Many people know that Google Flu Trends massively inaccurately predicted the number of flu cases at the end of 2012, as first reported by Nature Magazine's Decan Butler. A group of Northeastern University professors just published a pair of papers, however, that suggest the problems with Flu Trends are much more wide-reaching and systemic than a single glitch -- and they believe there's a lesson here for future big data endeavors.
"There was a news article which noted that Google Flu Trends had missed last season by quite a lot, over 100 percent," David Lazer, Professor in Political Science and Computer and Information Science at Northeastern University, told MobiHealthNews. "Given the initial version was purporting to be within a few points of the CDC data ahead of time, going from two or three percentage points to 103 percentage points off was rather stunning."
Lazer and co-researcher Ryan Kennedy, a visiting professor at Northeastern, started looking closer at recent Google Flu Trends data and discovered that the inaccuracy Nature reported on was not an aberration, but part of a trend of consistent inaccuracy.
"So we started digging deeper and deeper and it got more and more puzzling," Lazer said. "It was clear that it went off the rails years ago. Nobody at Google noticed. It was just like a boat where all the crew had died or something like that. It was just sort of floating around."

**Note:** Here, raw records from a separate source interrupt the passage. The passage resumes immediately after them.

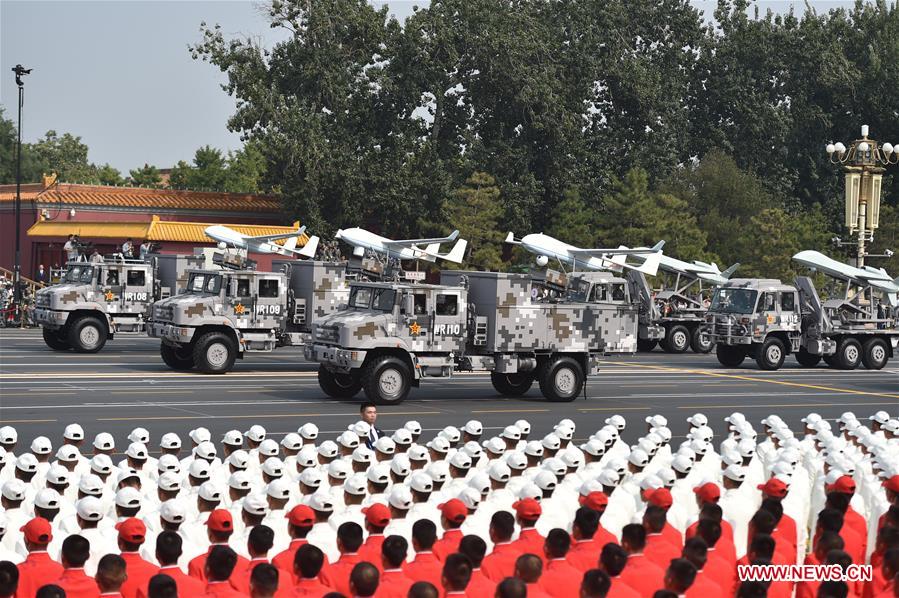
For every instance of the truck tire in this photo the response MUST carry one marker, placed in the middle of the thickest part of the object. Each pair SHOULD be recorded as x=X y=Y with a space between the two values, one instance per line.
x=337 y=385
x=87 y=334
x=807 y=359
x=875 y=354
x=214 y=353
x=730 y=356
x=561 y=380
x=645 y=345
x=701 y=342
x=511 y=385
x=849 y=353
x=386 y=381
x=177 y=358
x=677 y=339
x=56 y=339
x=771 y=354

Lazer and Kennedy, whose two papers were recently published in Science Magazine and the Social Science Research Network, also took issue with the popular theory -- reported in Nature's piece originally -- that it was a media-fueled flu hysteria that threw Google Flu Trends off.
"What the storyline is, is that there was a broad amount of news coverage in that particular flu year and you had a bunch of people that were searching because of the media-stoked panic," said Kennedy. "But we also see them missing when there wasn't a media-stoked panic. There's also the issue that they did pretty darn well in the swine flu and bird flu epidemic, which to my memory sparked a much, much larger media panic."

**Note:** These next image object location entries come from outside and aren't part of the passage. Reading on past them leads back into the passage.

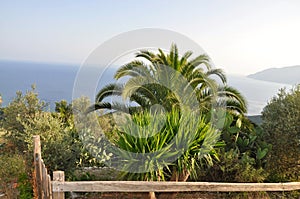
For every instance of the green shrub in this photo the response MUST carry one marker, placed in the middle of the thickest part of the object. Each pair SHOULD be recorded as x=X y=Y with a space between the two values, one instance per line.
x=281 y=121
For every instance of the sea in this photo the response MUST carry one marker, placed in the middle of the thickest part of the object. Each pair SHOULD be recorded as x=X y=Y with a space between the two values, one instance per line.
x=56 y=82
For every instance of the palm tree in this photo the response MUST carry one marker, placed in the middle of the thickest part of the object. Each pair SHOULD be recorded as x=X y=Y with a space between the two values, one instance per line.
x=197 y=72
x=158 y=78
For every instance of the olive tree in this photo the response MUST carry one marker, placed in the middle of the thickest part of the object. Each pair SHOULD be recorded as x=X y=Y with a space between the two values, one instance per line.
x=281 y=121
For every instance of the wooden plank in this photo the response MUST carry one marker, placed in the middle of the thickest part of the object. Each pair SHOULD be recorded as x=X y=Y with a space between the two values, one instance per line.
x=143 y=186
x=59 y=177
x=49 y=186
x=38 y=166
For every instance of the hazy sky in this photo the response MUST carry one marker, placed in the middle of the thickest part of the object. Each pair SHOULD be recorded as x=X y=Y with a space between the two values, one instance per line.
x=242 y=36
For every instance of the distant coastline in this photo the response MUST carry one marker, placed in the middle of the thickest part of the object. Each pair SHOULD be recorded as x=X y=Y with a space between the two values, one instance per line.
x=55 y=82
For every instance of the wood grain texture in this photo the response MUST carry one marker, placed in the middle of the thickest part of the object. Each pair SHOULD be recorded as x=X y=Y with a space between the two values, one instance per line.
x=143 y=186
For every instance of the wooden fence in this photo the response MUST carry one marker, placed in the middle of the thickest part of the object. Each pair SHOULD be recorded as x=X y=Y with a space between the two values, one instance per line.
x=42 y=180
x=55 y=189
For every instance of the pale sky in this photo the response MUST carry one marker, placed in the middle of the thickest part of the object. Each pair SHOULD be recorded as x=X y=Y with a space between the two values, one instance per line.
x=241 y=36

"Without a much more rigorous analysis, I wouldn't claim this as the definitive answer," Lazer added. "On the other hand, frankly, I think our superficial analysis beats their superficial analysis."

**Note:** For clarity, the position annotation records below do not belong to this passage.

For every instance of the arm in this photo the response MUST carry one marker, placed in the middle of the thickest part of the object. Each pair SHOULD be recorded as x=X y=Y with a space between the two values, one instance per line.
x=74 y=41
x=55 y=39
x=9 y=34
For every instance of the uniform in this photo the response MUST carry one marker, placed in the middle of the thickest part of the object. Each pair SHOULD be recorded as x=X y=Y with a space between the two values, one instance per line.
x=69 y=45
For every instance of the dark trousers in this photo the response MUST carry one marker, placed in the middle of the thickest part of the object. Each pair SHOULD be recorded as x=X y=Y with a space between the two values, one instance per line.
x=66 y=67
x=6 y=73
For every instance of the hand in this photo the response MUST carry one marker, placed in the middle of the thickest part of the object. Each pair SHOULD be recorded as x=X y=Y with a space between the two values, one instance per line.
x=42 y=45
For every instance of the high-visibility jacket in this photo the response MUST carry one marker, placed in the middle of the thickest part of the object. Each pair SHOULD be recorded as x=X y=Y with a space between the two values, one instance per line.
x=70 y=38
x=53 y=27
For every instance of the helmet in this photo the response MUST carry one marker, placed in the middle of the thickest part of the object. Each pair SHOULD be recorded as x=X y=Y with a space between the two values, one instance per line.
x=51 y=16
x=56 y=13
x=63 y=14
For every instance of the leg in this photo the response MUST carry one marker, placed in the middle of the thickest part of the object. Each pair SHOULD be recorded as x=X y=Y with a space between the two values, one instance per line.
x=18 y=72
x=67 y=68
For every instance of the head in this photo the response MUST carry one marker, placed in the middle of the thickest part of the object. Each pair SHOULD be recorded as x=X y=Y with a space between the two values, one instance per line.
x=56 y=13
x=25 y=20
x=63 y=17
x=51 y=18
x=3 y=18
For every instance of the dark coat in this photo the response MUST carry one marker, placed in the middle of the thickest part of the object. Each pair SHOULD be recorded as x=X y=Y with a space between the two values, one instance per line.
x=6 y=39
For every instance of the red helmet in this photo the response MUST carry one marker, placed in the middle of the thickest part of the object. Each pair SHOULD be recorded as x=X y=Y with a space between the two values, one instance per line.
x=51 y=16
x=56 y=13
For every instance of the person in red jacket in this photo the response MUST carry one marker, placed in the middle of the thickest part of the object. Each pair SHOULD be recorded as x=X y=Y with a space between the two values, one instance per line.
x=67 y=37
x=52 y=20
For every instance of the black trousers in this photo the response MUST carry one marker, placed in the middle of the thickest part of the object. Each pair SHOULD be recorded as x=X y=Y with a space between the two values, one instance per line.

Lazer and Kennedy's analysis is that changes in Google's search algorithm, which the company is constantly and secretly iterating, rendered the original modeling Flu Trends was based on less and less accurate. More importantly, there was no system in place for the algorithms to calibrate themselves. The researchers demonstrated that just by combining the CDC and Google datasets, they were able to predict flu trends more accurately than the CDC.
"It's possible to have a fairly accurate thing like Flu Trends, but you have to build in the assumption that there will be model drift," Lazer said. "If you build your model so it's recalibrated regularly, you'll do fine. You won't do perfect, but you're doing well."
The other problem with Flu Trends, Lazar and Kennedy contend, is that the company's proprietary search algorithms prevent them from truly participating in scientific dialogue. Google actually published three papers about Flu Trends over the years, but Kennedy said the company did not respond to requests for clarifications in methodology, like an academic researcher would, something he finds "deeply troubling" for a company publishing scientific papers.
As well as adding recalibration, the researchers hope another lesson will be for companies to find ways to be more transparent about data that's salient to scientific claims. For instance, Lazar thinks there might not be too much harm for Google in releasing information about their algorithm with a two year lag, given how quickly their algorithm changes. He hopes to start a dialogue with companies and corporations about creative solutions for data sharing that would support both scientific interests and the companies' business interests.
Lazar describes the fall of Flu Trends as a "Dewey versus Truman moment" for big data, referring to the 1948 American presidential election where exit polls famously predicted the wrong winner.
"Survey research did just fine after that, but it did require some soul searching about why this happened," said Lazar. "It required some thought. Just because you're doing something with big data doesn't mean you're doing it well. Generally with anything you're doing, you could do well or you can do badly. This case proves you can do big data badly. It doesn't prove at all that big data doesn't offer a value."